La flamme et le sablier…

En nous refaisant pour nous-même des images de la cellule du philosophe méditant, nous voyons sur la même table la chandelle et le sablier, deux êtres qui disent le temps humain mais dans des styles combien différents ! La flamme est un sablier qui coule vers le haut. Plus légère qu’un sable qui s’écroule, la flamme construit sa forme, comme si le temps lui-même avait toujours quelque chose à faire.

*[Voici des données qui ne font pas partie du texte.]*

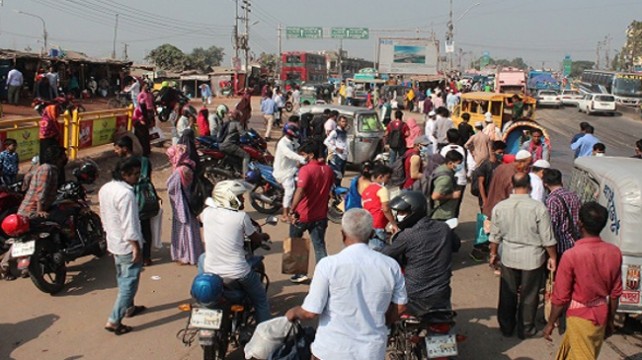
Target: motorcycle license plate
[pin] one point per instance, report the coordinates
(23, 248)
(441, 346)
(206, 318)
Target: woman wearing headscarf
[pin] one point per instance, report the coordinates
(186, 236)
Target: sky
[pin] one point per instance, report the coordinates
(542, 32)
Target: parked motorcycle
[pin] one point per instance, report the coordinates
(43, 246)
(428, 337)
(229, 319)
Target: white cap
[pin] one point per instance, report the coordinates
(542, 164)
(522, 155)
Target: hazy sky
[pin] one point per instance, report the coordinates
(541, 31)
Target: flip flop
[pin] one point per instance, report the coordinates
(133, 311)
(119, 330)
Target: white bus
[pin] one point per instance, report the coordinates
(626, 87)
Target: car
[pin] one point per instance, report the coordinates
(571, 97)
(597, 103)
(549, 98)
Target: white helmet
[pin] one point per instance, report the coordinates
(226, 193)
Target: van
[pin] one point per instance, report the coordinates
(616, 183)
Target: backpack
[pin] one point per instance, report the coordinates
(146, 196)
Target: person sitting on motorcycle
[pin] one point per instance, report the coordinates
(424, 248)
(229, 139)
(225, 228)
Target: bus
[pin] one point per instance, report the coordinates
(302, 67)
(625, 87)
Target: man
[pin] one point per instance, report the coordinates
(337, 145)
(501, 184)
(286, 163)
(423, 248)
(268, 107)
(225, 226)
(356, 294)
(584, 145)
(523, 227)
(479, 145)
(465, 130)
(536, 174)
(119, 215)
(310, 203)
(14, 86)
(442, 125)
(539, 149)
(375, 199)
(589, 284)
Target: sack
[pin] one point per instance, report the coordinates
(156, 224)
(296, 254)
(146, 196)
(296, 345)
(481, 236)
(548, 295)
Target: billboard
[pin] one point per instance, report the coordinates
(408, 56)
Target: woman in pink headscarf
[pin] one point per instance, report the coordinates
(415, 132)
(186, 236)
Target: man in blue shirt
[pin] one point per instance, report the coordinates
(584, 145)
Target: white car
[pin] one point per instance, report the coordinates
(597, 103)
(571, 97)
(548, 98)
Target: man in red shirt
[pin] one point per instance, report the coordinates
(589, 283)
(310, 203)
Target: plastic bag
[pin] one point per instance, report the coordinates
(268, 336)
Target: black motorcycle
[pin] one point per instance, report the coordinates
(72, 231)
(231, 320)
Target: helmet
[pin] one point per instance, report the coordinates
(412, 202)
(87, 173)
(221, 111)
(226, 193)
(207, 288)
(291, 130)
(15, 225)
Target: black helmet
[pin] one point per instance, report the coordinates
(413, 202)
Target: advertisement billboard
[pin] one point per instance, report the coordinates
(408, 56)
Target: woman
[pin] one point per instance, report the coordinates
(186, 236)
(415, 132)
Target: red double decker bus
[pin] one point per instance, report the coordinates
(299, 67)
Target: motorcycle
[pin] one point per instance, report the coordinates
(428, 337)
(231, 320)
(43, 247)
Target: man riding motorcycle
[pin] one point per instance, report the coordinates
(225, 227)
(423, 248)
(229, 139)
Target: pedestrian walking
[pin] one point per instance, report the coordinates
(523, 227)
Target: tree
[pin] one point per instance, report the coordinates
(168, 57)
(578, 67)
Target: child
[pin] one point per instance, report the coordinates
(9, 162)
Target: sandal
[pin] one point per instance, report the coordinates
(119, 330)
(135, 310)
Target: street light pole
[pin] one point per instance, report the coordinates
(44, 28)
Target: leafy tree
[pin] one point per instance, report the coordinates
(168, 57)
(578, 67)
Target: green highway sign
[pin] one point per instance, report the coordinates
(295, 32)
(350, 33)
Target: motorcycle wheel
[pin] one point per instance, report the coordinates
(264, 207)
(48, 276)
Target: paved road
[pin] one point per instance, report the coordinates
(34, 325)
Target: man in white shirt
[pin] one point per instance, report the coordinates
(286, 163)
(119, 215)
(14, 84)
(225, 227)
(367, 290)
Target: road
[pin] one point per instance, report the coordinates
(34, 325)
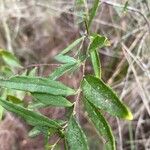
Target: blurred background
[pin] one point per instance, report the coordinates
(36, 30)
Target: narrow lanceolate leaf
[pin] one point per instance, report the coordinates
(65, 59)
(36, 84)
(31, 117)
(61, 70)
(75, 137)
(9, 58)
(96, 63)
(93, 11)
(103, 97)
(72, 45)
(14, 99)
(53, 100)
(101, 125)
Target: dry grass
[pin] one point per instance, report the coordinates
(36, 30)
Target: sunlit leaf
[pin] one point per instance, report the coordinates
(33, 72)
(53, 100)
(31, 117)
(36, 84)
(75, 137)
(103, 97)
(14, 99)
(96, 63)
(101, 125)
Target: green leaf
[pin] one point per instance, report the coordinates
(33, 72)
(9, 58)
(65, 59)
(98, 41)
(53, 100)
(96, 63)
(75, 137)
(61, 70)
(103, 97)
(93, 11)
(39, 129)
(31, 117)
(14, 99)
(72, 45)
(101, 125)
(36, 105)
(34, 132)
(36, 84)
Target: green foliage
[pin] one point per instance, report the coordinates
(53, 100)
(36, 84)
(46, 91)
(102, 96)
(75, 137)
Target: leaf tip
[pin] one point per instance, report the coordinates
(129, 116)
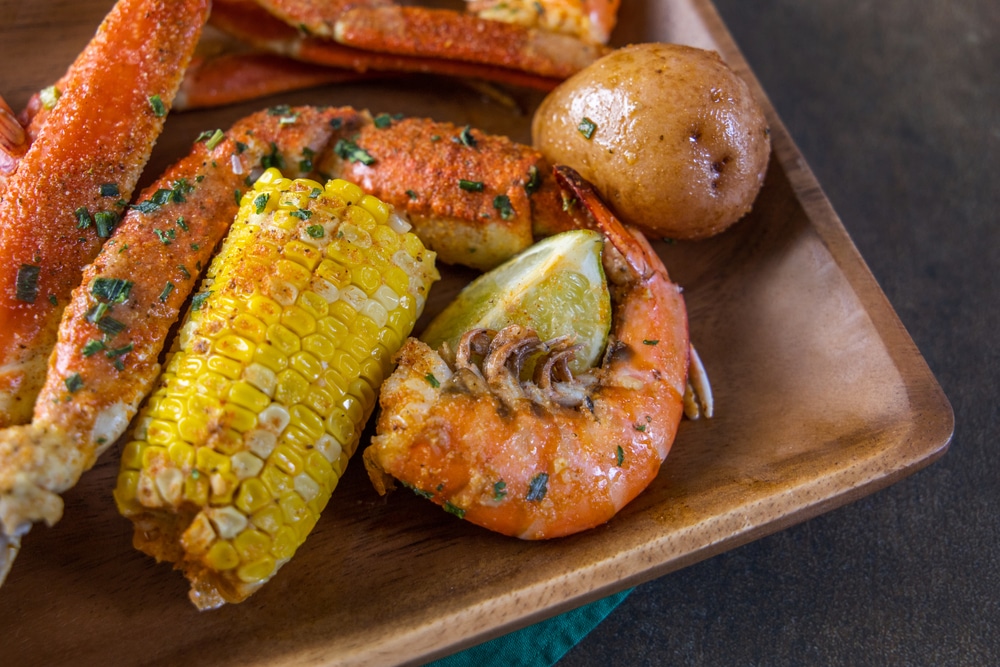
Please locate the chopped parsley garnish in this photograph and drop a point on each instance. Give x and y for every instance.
(49, 96)
(537, 487)
(199, 300)
(26, 283)
(111, 326)
(305, 164)
(166, 237)
(105, 222)
(156, 104)
(534, 182)
(92, 346)
(74, 383)
(111, 290)
(273, 159)
(348, 150)
(465, 137)
(260, 202)
(83, 219)
(214, 139)
(454, 509)
(503, 205)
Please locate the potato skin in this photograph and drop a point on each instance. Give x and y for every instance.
(679, 145)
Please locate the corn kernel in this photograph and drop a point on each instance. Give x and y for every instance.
(265, 309)
(251, 393)
(222, 556)
(253, 495)
(225, 367)
(284, 339)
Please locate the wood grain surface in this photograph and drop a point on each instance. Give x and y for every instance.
(821, 397)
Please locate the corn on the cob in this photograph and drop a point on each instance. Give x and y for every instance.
(275, 375)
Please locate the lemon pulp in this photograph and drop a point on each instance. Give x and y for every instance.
(556, 287)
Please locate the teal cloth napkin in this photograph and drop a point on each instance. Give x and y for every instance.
(538, 645)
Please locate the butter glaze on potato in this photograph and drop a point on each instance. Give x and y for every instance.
(677, 146)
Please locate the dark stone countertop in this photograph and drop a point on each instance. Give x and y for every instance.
(896, 107)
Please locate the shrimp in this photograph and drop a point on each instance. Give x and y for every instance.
(558, 454)
(60, 197)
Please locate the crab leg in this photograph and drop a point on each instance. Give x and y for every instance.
(72, 183)
(107, 356)
(249, 22)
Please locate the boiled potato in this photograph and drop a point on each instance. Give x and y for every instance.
(669, 135)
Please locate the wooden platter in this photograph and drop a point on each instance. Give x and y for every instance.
(821, 395)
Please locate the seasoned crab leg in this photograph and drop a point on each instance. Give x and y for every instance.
(249, 22)
(69, 188)
(562, 452)
(114, 328)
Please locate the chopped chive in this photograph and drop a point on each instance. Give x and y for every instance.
(112, 290)
(199, 300)
(156, 104)
(465, 137)
(49, 96)
(587, 128)
(74, 383)
(348, 150)
(166, 237)
(534, 182)
(305, 164)
(83, 219)
(92, 346)
(260, 202)
(167, 289)
(26, 283)
(215, 140)
(111, 326)
(502, 204)
(537, 487)
(119, 351)
(105, 222)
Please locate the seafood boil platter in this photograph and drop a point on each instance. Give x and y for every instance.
(819, 395)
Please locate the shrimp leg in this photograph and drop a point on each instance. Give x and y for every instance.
(557, 454)
(70, 186)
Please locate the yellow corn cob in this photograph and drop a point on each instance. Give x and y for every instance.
(274, 375)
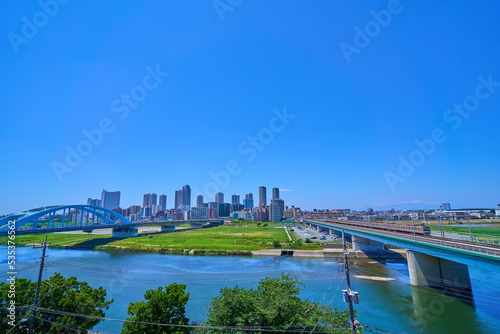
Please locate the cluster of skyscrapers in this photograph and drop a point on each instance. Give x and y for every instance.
(153, 209)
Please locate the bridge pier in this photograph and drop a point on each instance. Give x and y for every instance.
(167, 228)
(124, 232)
(431, 271)
(366, 245)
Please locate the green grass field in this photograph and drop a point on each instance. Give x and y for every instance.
(245, 236)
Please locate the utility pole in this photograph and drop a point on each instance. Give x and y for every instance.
(348, 291)
(470, 230)
(413, 223)
(33, 311)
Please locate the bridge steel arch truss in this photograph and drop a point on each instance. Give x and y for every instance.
(72, 216)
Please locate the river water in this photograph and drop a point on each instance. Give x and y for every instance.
(385, 306)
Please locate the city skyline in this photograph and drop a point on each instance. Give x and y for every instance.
(129, 202)
(342, 117)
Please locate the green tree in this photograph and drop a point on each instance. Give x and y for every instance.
(274, 304)
(56, 293)
(162, 307)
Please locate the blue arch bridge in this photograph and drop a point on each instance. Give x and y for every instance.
(61, 218)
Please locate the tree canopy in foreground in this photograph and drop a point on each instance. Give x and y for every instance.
(275, 304)
(161, 307)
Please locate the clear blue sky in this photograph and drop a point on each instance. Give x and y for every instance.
(352, 120)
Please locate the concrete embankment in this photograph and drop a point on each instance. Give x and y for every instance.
(333, 253)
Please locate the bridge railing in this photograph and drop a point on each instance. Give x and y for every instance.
(467, 246)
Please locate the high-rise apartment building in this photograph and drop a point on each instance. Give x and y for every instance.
(262, 196)
(163, 203)
(276, 209)
(276, 193)
(178, 198)
(110, 199)
(248, 201)
(199, 201)
(134, 209)
(219, 198)
(199, 213)
(149, 200)
(235, 199)
(186, 196)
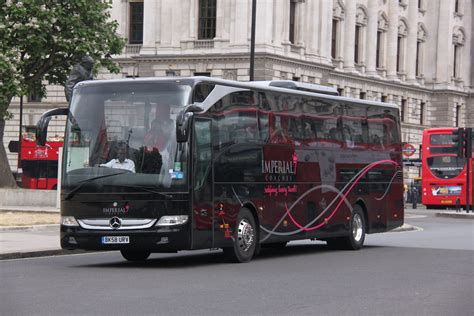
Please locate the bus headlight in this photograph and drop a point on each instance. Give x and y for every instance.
(172, 220)
(68, 221)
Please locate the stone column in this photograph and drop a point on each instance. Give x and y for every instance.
(325, 18)
(444, 61)
(370, 56)
(312, 30)
(349, 35)
(392, 36)
(411, 40)
(149, 27)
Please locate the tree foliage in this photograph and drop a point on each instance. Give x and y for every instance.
(41, 40)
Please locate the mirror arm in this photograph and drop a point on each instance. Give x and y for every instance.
(42, 125)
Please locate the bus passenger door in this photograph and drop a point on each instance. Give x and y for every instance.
(202, 184)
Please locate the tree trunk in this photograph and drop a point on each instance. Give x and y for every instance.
(6, 176)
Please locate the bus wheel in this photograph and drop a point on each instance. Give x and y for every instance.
(357, 230)
(244, 238)
(132, 255)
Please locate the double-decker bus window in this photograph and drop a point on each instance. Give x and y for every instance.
(441, 139)
(445, 167)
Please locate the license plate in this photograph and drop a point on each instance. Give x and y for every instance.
(115, 239)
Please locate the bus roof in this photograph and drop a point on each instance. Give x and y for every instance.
(252, 85)
(438, 130)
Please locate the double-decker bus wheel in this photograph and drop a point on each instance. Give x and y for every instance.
(357, 230)
(132, 255)
(244, 238)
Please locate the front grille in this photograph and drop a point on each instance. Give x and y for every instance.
(126, 223)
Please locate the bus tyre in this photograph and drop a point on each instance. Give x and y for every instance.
(132, 255)
(357, 229)
(244, 238)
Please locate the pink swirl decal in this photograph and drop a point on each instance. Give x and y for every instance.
(326, 220)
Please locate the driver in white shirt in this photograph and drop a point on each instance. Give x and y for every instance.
(121, 162)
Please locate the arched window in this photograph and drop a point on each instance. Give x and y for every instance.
(401, 45)
(458, 44)
(337, 18)
(360, 29)
(382, 27)
(207, 19)
(421, 39)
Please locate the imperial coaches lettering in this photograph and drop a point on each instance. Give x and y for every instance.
(169, 164)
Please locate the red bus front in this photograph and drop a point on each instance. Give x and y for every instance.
(444, 174)
(39, 163)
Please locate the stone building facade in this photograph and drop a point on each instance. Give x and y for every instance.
(417, 54)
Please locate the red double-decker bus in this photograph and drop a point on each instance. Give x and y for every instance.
(443, 173)
(39, 163)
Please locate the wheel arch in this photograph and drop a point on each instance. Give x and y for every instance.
(363, 206)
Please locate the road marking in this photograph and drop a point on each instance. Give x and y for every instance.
(415, 216)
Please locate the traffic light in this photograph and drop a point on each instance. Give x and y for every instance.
(458, 142)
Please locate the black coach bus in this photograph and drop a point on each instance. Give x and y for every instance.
(168, 164)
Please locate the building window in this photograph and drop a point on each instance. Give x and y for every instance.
(458, 115)
(422, 113)
(401, 39)
(399, 56)
(207, 19)
(34, 97)
(136, 23)
(458, 42)
(334, 38)
(361, 22)
(457, 49)
(382, 27)
(292, 21)
(418, 58)
(357, 44)
(421, 38)
(403, 110)
(378, 56)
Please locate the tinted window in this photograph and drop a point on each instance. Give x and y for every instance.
(441, 139)
(445, 167)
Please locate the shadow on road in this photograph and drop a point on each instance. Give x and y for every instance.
(190, 259)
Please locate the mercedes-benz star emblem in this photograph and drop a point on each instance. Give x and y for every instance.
(115, 222)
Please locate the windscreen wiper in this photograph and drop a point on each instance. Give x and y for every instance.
(73, 191)
(148, 189)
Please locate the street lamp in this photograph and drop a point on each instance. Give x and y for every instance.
(252, 40)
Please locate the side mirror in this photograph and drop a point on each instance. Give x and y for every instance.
(183, 122)
(182, 126)
(42, 125)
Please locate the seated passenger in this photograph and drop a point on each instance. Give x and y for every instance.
(121, 162)
(155, 138)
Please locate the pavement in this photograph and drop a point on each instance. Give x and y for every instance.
(43, 240)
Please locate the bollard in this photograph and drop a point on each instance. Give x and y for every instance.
(414, 197)
(458, 205)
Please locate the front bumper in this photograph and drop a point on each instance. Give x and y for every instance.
(154, 239)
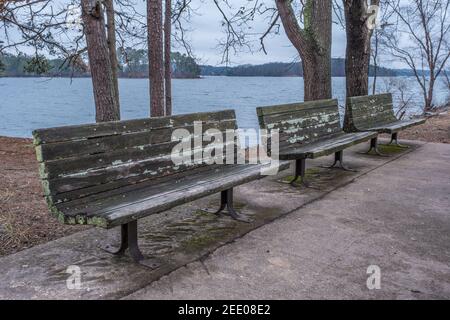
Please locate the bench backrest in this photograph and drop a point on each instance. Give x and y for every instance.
(367, 112)
(79, 161)
(301, 123)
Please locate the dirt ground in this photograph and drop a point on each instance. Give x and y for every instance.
(24, 217)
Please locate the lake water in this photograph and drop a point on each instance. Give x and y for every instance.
(30, 103)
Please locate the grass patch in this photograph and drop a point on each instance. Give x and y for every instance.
(309, 173)
(198, 242)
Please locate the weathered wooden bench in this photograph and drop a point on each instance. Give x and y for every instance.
(114, 173)
(376, 113)
(309, 130)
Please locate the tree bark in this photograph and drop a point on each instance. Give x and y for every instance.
(167, 61)
(313, 43)
(111, 32)
(155, 57)
(357, 57)
(106, 105)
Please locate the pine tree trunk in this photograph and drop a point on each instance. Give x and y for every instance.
(357, 58)
(155, 57)
(313, 44)
(104, 94)
(111, 31)
(167, 61)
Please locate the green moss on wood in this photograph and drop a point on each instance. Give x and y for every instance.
(390, 149)
(309, 173)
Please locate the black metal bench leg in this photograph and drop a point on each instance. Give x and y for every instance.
(129, 240)
(226, 202)
(339, 157)
(300, 172)
(394, 141)
(374, 147)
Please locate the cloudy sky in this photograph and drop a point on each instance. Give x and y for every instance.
(206, 31)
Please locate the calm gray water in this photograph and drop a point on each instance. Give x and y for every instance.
(30, 103)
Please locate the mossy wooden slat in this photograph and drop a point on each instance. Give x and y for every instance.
(57, 168)
(203, 187)
(299, 120)
(311, 105)
(326, 146)
(77, 205)
(71, 133)
(62, 150)
(146, 169)
(398, 126)
(160, 188)
(376, 113)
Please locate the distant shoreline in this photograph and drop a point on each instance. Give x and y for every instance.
(188, 78)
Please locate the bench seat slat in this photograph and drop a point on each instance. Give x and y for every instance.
(328, 146)
(376, 113)
(99, 145)
(398, 125)
(77, 132)
(160, 197)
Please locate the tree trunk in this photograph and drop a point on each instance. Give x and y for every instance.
(357, 57)
(155, 57)
(313, 43)
(106, 105)
(111, 30)
(167, 61)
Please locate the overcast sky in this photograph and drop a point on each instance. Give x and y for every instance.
(206, 31)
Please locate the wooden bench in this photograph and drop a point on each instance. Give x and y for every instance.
(309, 130)
(114, 173)
(376, 113)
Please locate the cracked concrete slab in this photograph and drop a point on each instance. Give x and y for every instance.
(186, 236)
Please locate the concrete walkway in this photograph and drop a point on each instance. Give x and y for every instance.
(303, 243)
(396, 217)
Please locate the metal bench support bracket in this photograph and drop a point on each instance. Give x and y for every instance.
(339, 157)
(129, 240)
(226, 204)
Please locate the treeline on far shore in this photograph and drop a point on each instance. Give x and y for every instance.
(133, 63)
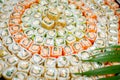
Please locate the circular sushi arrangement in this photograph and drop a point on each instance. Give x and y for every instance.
(47, 39)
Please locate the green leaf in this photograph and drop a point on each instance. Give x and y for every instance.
(1, 1)
(102, 71)
(105, 58)
(111, 78)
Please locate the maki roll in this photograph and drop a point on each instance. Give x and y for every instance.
(74, 60)
(37, 59)
(67, 50)
(85, 43)
(9, 72)
(14, 48)
(51, 74)
(18, 36)
(41, 31)
(49, 42)
(53, 14)
(24, 66)
(74, 69)
(11, 60)
(47, 23)
(63, 61)
(45, 51)
(56, 51)
(25, 42)
(76, 46)
(20, 76)
(34, 48)
(50, 62)
(15, 29)
(70, 38)
(59, 41)
(4, 32)
(31, 77)
(36, 70)
(39, 40)
(24, 54)
(63, 74)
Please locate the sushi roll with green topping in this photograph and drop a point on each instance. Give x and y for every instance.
(24, 66)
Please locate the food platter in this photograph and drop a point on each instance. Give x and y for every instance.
(47, 39)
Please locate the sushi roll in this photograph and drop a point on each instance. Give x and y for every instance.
(15, 29)
(51, 74)
(24, 54)
(34, 48)
(36, 70)
(85, 43)
(18, 36)
(53, 14)
(51, 33)
(4, 32)
(47, 23)
(24, 66)
(7, 40)
(74, 69)
(67, 50)
(14, 48)
(20, 76)
(74, 60)
(50, 62)
(14, 21)
(39, 40)
(91, 36)
(37, 59)
(31, 77)
(79, 34)
(3, 25)
(63, 61)
(56, 51)
(61, 32)
(60, 41)
(9, 72)
(70, 28)
(70, 38)
(49, 42)
(76, 47)
(25, 42)
(85, 55)
(63, 74)
(45, 51)
(41, 31)
(11, 60)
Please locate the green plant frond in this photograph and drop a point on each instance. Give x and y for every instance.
(111, 78)
(105, 58)
(102, 71)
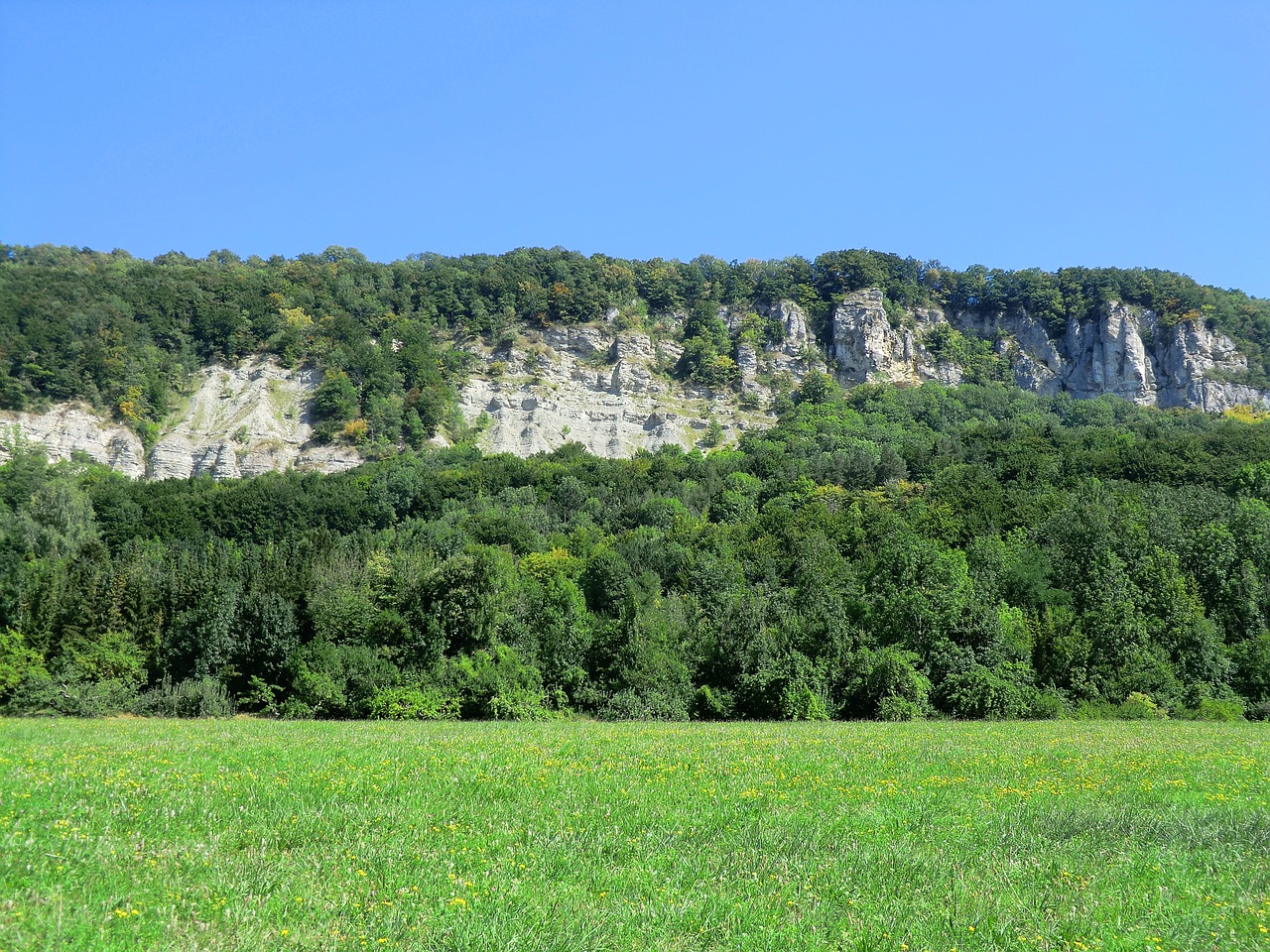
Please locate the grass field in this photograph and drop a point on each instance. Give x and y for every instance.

Flamme et sablier, dans la méditation paisible, expriment la communion du temps léger et du temps lourd. Dans ma rêverie, ils disent la communion du temps d’anima et du temps d’animus. J’aimerais rêver au temps, à la durée qui s’écoule et à la durée qui s’envole, si je pouvais réunir en ma cellule imaginaire la chandelle et le sablier.

Mais pour le sage que j’imagine, la leçon de la flamme est plus grande que la leçon du sable écroulé. La flamme appelle le veilleur à lever les yeux de son in-folio, à quitter le temps des tâches, le temps de la lecture, le temps de la pensée. Dans la flamme même le temps se met à veiller.

Oui, le veilleur devant sa flamme ne lit plus. Il pense à la vie. Il pense à la mort. La flamme est précaire et vaillante. Cette lumière, un souffle l’anéantit; une étincelle la rallume. La flamme est naissance facile et mort facile. Vie et mort peuvent être ici bien juxtaposées […]

La chandelle meurt plus doucement même que l’astre du ciel. La mèche se courbe, la mèche se noircit. La flamme a pris dans l’ombre qui l’enserre son opium. Et la flamme meurt bien: elle meurt en s’endormant.

Gaston Bachelard : La flamme d’une chandelle (Presses universitaires de France, 1961, p. 26-27.)